La Bellevilloise , le 14 janvier 2016
par Tariq, le 29 janvier 2016

Des marécages de la Louisiane sont sortis quelques-uns des artistes les plus brûlants et charismatiques de l'histoire du hip hop. Ici plus qu'ailleurs, le rap, la fête, la vie, la mort et l'enfermement sont intrinsèquement liés. Au point de ne former q'un tout, une culture à part entière, qu'on l'appelle bounce music, gangsta rap ou, pour citer le père spirituel de toutes ces scènes du sale sudreal nigga blues. C'est ici qu'ont émergé certains héros des temps modernes aux personnalités bigger than rap : Soulja Slim, Mystikal ou Lil Boosie. Autant dire qu'on avait des papillons dans le ventre à l'idée de voir l'un des héritiers de cette tradition, en chair et en os, ici, à Paris.

Un mec qui, sans avoir sorti un seul album officiel (jusqu'à aujourd'hui, vendredi 29 janvier 2016, avec Islah), bénéficie d'une côte d'amour assez impressionnante des deux côtés de l'Atlantique. Ses quatre dernières mixtapes ont affolé les compteurs de Datpiff et il traîne dans sa besace quelques tubes imparables ("I Don't Get Tired", "Out The Mud" ou "Really, Really"). Rendez-vous était donc pris avec Kevin Gates, le 14 janvier, à la Bellevilloise.

Quand on franchit les portes de la salle, ce n'est pas encore le champion de Bâton Rouge qui tient la foule en haleine, mais un autre emcee survolté. On ne tarde pas à l'identifier (pas difficile, il gueule son blaze toutes les 30 secondes), c'est OG Boobie Black, associé de longue date du sieur Gates et poulain de son label BWA - pour Bread Winner Association.
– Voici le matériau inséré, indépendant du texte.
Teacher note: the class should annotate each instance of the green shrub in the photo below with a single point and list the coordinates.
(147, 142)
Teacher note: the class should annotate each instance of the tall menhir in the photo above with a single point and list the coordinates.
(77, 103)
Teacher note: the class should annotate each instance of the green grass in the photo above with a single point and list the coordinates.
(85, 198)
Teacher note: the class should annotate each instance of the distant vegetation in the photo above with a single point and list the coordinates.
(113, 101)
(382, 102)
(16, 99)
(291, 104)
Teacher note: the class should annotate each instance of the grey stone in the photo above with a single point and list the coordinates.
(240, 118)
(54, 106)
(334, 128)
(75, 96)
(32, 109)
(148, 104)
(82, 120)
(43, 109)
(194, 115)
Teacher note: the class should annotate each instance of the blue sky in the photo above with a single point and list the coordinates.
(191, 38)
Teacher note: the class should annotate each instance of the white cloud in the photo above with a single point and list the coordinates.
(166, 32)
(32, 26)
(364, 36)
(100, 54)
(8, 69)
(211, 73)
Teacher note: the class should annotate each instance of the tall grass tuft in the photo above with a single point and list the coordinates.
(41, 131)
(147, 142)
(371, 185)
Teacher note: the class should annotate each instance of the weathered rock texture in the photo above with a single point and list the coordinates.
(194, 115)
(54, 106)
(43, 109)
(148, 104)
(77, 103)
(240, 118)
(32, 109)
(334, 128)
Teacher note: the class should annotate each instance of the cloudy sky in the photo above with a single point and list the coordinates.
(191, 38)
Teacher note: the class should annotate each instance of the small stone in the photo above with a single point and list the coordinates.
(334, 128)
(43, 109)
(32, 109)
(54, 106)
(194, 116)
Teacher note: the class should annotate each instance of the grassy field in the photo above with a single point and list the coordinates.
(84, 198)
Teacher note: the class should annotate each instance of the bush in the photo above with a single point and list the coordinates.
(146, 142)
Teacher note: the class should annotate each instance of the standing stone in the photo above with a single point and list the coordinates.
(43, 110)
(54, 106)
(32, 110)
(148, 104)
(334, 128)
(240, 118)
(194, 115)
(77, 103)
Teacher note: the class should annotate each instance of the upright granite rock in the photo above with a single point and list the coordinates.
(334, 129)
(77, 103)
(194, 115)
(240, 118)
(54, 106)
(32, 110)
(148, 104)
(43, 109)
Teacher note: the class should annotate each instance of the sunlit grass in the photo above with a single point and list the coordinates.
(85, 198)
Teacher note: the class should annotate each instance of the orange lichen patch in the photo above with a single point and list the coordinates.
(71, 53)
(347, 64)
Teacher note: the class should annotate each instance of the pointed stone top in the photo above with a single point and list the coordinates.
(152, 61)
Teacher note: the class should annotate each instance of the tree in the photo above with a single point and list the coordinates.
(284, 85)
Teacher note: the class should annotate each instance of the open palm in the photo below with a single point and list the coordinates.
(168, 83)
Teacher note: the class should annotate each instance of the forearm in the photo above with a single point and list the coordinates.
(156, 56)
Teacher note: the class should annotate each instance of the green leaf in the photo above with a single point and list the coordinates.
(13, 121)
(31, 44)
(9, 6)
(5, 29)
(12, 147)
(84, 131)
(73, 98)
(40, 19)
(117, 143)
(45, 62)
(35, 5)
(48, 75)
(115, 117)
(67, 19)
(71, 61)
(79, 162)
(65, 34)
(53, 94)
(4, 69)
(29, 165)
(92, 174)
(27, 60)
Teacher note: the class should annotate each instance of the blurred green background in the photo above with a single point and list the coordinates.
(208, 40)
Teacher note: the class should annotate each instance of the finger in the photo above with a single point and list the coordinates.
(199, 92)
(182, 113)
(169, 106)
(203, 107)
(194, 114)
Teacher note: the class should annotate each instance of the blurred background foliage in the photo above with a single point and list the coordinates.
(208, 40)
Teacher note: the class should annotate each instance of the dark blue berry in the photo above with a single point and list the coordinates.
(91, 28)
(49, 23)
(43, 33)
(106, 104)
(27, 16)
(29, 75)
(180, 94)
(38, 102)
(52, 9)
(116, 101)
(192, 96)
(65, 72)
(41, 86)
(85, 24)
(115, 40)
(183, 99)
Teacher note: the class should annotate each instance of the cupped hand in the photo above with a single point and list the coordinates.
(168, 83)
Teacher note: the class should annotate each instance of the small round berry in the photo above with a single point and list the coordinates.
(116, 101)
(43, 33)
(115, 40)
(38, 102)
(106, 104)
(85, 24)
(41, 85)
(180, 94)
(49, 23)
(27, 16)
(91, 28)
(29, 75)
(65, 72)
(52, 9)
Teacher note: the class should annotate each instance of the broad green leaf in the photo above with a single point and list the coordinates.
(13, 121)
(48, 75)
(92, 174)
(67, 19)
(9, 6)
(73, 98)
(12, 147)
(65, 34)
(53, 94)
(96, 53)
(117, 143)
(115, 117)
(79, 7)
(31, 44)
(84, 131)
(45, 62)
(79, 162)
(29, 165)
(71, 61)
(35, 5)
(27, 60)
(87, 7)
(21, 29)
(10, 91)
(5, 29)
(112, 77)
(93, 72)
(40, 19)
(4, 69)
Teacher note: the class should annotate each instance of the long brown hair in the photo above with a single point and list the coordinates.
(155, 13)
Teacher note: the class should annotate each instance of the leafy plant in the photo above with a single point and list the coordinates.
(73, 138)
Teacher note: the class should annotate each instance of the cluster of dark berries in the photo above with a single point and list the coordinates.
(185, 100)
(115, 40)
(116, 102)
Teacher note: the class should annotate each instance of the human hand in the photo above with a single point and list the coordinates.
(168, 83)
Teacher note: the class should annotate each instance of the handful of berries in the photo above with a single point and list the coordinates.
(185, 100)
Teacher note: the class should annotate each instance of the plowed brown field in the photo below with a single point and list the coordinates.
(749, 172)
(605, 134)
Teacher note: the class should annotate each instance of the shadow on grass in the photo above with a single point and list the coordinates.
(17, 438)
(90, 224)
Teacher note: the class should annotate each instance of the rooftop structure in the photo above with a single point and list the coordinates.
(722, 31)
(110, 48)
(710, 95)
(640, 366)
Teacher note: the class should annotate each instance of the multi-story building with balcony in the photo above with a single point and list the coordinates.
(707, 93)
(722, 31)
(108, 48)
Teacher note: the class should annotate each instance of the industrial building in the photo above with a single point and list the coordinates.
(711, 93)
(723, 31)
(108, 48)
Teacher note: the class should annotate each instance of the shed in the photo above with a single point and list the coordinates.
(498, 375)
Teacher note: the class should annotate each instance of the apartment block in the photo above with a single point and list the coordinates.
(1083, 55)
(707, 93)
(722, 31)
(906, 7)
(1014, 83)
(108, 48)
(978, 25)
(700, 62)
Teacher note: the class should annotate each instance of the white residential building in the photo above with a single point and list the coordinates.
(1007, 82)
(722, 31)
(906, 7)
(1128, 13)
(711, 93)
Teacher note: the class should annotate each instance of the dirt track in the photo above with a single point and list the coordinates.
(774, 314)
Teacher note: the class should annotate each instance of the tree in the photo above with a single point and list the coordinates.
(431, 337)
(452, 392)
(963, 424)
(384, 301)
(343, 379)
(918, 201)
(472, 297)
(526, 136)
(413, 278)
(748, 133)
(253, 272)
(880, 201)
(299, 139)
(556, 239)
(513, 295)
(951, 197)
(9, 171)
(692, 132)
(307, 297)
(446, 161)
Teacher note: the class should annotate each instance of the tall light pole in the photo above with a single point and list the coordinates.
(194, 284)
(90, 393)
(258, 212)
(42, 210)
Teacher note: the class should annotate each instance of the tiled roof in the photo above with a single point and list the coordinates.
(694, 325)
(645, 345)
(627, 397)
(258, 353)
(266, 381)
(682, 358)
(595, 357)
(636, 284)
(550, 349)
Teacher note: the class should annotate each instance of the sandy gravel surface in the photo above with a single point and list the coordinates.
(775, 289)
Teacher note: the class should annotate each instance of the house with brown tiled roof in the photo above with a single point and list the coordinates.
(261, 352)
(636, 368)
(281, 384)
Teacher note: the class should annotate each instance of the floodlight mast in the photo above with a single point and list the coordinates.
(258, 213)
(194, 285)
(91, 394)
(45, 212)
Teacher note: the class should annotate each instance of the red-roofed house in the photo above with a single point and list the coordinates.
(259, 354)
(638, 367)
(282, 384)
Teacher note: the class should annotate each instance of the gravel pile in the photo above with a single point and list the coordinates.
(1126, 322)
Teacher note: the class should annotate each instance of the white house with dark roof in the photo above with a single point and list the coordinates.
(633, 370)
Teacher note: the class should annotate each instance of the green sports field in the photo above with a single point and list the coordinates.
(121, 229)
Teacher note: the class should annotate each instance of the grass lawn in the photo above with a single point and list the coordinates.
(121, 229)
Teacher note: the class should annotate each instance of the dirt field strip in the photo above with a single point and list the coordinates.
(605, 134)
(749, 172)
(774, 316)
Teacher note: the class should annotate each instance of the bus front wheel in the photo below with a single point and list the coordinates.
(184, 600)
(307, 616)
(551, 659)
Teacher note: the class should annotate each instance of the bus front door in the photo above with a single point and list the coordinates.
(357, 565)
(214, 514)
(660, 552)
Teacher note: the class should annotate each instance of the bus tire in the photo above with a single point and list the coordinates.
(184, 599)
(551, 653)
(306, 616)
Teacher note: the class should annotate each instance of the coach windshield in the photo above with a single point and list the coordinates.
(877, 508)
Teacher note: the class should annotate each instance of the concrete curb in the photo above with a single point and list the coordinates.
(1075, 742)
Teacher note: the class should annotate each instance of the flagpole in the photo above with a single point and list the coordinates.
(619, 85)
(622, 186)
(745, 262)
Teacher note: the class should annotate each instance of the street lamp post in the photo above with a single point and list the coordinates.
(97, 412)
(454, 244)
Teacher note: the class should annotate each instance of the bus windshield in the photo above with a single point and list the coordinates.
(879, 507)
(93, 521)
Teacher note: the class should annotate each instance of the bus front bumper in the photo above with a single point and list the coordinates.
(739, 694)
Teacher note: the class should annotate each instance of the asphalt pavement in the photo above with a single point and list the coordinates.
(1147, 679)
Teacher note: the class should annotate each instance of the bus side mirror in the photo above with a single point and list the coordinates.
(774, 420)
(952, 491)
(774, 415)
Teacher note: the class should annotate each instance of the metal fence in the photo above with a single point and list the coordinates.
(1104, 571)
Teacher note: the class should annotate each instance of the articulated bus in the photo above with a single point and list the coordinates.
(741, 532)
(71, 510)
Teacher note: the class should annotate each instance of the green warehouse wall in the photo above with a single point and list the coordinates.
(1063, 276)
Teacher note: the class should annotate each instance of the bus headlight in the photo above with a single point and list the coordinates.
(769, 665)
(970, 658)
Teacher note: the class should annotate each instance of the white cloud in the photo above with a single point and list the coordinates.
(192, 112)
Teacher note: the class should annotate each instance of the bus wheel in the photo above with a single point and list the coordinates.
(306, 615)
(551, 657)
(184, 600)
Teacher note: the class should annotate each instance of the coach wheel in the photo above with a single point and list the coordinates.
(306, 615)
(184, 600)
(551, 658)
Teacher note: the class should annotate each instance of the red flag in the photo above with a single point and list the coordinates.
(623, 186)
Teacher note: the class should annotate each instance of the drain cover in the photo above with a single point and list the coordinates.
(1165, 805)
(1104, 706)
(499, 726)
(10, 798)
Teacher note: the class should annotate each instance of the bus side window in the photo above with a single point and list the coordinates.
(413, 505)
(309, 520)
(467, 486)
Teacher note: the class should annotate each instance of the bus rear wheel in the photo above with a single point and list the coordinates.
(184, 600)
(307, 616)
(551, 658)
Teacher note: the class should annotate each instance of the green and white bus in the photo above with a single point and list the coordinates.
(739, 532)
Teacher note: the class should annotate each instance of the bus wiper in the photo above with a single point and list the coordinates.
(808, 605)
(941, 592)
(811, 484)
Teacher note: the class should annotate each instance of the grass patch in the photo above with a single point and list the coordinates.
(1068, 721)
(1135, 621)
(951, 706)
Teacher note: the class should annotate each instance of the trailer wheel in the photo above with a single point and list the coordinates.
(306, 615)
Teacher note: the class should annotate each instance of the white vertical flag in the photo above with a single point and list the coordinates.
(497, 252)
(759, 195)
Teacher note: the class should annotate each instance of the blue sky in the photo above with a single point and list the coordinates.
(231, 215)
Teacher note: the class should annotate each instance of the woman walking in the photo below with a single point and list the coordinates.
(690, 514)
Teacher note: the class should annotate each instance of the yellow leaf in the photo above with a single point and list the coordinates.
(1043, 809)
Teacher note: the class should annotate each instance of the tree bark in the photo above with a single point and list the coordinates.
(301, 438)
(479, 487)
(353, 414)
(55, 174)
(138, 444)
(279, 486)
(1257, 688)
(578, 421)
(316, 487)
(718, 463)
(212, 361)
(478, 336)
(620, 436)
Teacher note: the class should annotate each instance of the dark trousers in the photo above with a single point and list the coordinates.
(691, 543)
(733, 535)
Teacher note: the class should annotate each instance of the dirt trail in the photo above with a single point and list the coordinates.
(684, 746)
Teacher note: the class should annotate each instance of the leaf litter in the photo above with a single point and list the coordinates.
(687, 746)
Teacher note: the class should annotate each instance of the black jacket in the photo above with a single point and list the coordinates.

Et le moins qu'on puisse dire, c'est que le rookie nous transporte immédiatement dans l'atmosphère d'un club poisseux de l'arrière-pays cajun. Déjà, le type est visiblement manchot de la main droite (son bras est caché sous son t-shirt), ça pose l'ambiance.

Il balance hymne sur hymne, arpente la scène de gauche à droite comme un chien fou, sue à grosses gouttes, en n'oubliant pas de nous rappeler - jusqu'à l'overdose - à quel point il est content d'être là, que c'est son "first time out there!". La petite salle n'est remplie qu'à moitié, mais une bonne partie de l'assistance est agglutinée au pied de l'estrade. On sent que les gens sont venus avant tout pour s'amuser et se défouler. La populace est, étonnamment, assez mixte et les petites meufs BCBG côtoient les nerds du rap internet. 

Grâce aux efforts de son hypeman, Kevin Gates arrive devant une foule chauffée à blanc. Et son attitude, dans les premières minutes du spectacle, tranche clairement avec la ferveur de la première partie. Teddy gris clair impeccable, lunettes élégantes sur le nez, le Louisianais se tient droit face à la salle. Il est concentré, posé. Alors que les premiers bangers commencent à défiler, le rappeur donne l'impression de garder le pied au dessus du frein, comme s'il cherchait à évaluer les forces en présence, à renifler l'atmosphère. Au fur et à mesure que l'on entre dans le vif du sujet, il s'ouvre un peu plus, retire sa casquette et commence à s'adresser au public.   

Et ce sont les premiers instants marquants du concert. Déjà, le type pue l'humilité et la sincérité à des kilomètres. Quand il entonne ses raps a capella, tout le monde retient son souffle. Non, non, ses prouesses vocales sur mixtapes ne sont pas des manipulations de studio, ce mec peut vraiment vous envoyer au septième ciel avec un raclement de gorge, une mélodie sublime sortie du tréfonds de ses entrailles. C'est le cas notamment sur le magnifique "Posed To Be In Love", ballade hardcore sur un type amoureux qui ne sait dire "je t'aime" qu'avec ses poings.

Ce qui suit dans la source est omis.